The Purpose of the EFQM Model
The model proposed by the European Foundation for Quality Management (EFQM) is supposed to serve two functions. Firstly, it is expected to provide a set of guidelines that will help managers improve the performance of their businesses. Secondly, the EFQM model establishes criteria according to which executives can evaluate the work of their organizations.
The Main Elements of the Framework
This framework incorporates several concepts that are essential for analyzing the performance of enterprises. For instance, much attention should be paid to such aspects as the creation of added value for clients, sustainability, talent management, agility, leadership, and so forth. The EFQM model is also focused on the company’s relations with its major stakeholders like employees and business partners.
Furthermore, this approach to quality management provides instructions for improving and monitoring the work of the organization. In particular, one should mention the following steps: identification of expected outcomes, developing strategies for attaining business goals, implementation of the chosen strategies, assessment of performance, and refinement of existing policies. These steps represent a continuous process aimed at improving quality and financial results.
The Principles of the EFQM Model
The advocates of the EFQM model stress the point that managers should not focus only financial indicators while assessing the performance of the firm.
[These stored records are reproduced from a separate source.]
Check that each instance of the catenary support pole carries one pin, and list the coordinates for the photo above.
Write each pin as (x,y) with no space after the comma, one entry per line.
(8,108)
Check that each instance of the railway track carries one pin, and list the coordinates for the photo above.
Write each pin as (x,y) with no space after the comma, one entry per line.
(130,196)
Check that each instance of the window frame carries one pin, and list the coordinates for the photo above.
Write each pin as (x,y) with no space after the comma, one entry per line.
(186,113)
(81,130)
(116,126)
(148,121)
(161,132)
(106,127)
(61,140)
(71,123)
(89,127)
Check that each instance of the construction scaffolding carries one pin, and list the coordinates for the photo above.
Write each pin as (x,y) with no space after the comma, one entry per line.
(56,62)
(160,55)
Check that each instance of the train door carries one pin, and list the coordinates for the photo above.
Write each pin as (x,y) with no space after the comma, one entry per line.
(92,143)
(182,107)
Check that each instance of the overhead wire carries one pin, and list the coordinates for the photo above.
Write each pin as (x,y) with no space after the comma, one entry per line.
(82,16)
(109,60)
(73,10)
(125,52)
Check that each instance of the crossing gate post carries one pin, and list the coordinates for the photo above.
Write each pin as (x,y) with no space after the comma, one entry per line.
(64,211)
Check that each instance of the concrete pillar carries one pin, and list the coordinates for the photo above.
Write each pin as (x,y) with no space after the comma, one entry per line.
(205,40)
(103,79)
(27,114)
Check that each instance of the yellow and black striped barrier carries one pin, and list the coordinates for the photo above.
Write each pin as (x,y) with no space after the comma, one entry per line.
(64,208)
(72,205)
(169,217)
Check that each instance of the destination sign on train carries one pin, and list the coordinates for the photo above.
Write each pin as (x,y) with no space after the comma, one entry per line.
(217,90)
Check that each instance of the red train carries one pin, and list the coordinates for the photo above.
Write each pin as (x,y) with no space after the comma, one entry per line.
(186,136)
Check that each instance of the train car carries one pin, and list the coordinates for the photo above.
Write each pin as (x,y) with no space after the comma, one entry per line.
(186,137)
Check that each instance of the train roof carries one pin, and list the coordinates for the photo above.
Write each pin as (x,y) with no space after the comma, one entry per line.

In their opinion, it is essential to study the perceptions of customers. This method is helpful in identifying potential problems at the early stage of their development. Furthermore, it is critical to examine workers’ attitudes. According to the EFQM model, companies should determine if they can adequately meet the expectations of their employees. Financial results cannot be disregarded; however, these indicators are often misleading. Overall, the EFQM model is premised on the idea that business administrators should not focus only short-term results because such a strategy can threaten the sustainability of the organization.